President Obama's Abuse of Executive Power

The New American
October 14, 2012




President Obama's Abuse of Executive Power
In an opinion article published October 10 in the Washington Post, political commentator George Will describes one of President Barack Obama’s latest “abuses of executive power.” Writes Will:
On Jan. 4, [President Obama] used recess appointments to fill three seats on the National Labor Relations Board (NLRB), even though the Senate said it was not in recess. Obama’s cheeky Humpty Dumpty rejoinder was: I decide what “recess” means. 
Now a court must decide whether the Constitution means what it says.
In 2011, the Noel Canning company, which bottles soft drinks in Yakima, Wash., was negotiating a labor contract with Teamsters Local 760. The union says it and the company reached a verbal agreement. The company disagrees. An administrative law judge sided with the union. On Feb. 8, after Obama’s disputed appointments, the NLRB upheld that decision and asked a federal court to enforce it. Noel Canning is asking the court to declare that the NLRB’s intervention in the dispute was unlawful because the board lacked a quorum until Obama made the recess appointments, which were invalid because the Senate was not in recess.
In defense of his controversial and legally questionable appointments, President Obama insists that they were made in complete compliance with the Constitution’s grant of such power to the president in Article II.

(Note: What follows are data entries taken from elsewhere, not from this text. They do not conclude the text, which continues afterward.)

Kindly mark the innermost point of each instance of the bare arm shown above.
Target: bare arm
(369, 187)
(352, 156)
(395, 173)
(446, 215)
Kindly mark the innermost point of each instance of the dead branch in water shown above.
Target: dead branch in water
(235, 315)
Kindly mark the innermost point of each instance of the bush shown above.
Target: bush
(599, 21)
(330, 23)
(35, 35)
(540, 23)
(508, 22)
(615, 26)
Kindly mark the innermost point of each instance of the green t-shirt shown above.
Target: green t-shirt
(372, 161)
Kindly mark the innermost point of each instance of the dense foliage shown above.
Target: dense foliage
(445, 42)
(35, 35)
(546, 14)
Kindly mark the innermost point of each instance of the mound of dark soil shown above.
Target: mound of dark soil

Is the president’s interpretation of Article II correct? To answer that question, one must first look to the text being cited as a justification for the appointments.

Article II, Section 2 of the U.S. Constitution states:
The President shall have Power to fill up all Vacancies that may happen during the Recess of the Senate, by granting Commissions which shall expire at the End of their next Session.
The plain language of that clause authorizes recess appointments. If the Senate is in recess, then the president is within the sphere of his constitutionally enumerated powers to fill a vacancy that will be valid until the end of the next congressional session.
An additional analysis of the black letter of Article II makes it clear that the Senate must already be in recess in order for an appointment made in its absence to be valid. 
There is no provision in the Constitution even hinting at the right of the president to use trickery to create artificial breaks in congressional sessions in order to forcibly impose his will in defiance of express senatorial opposition to it.
Not surprisingly, the Obama Department of Justice (DOJ) defended the president’s appointments. In a memo dated January 6, 2012, DOJ officials cited various scholarly and bureaucratic interpretations of the so-called Recess Appointment Clause of Article II in order to buttress their opinion:
This Office has consistently advised that “a recess during a session of the Senate, at least if it is sufficient length, can be a ‘Recess’ within the meaning of the Recess Appointments Clause” during which the President may exercise his power to fill vacant offices. 
Although the Senate will have held pro forma sessions regularly from January 3 through January 23, in our judgment, those sessions do not interrupt the intrasession recess in a manner that would preclude the President from determining that the Senate remains unavailable throughout to “‘receive communications from the President or participate as a body in making appointments.’
Thus, the President has the authority under the Recess Appointments Clause to make appointments during this period.
In summary, the Department of Justice memo argues that the business conducted by the Senate between January 3 and 23 was conducted pro forma and thus does not qualify as an interruption of the recess begun by the vote to adjourn taken on December 17, 2011.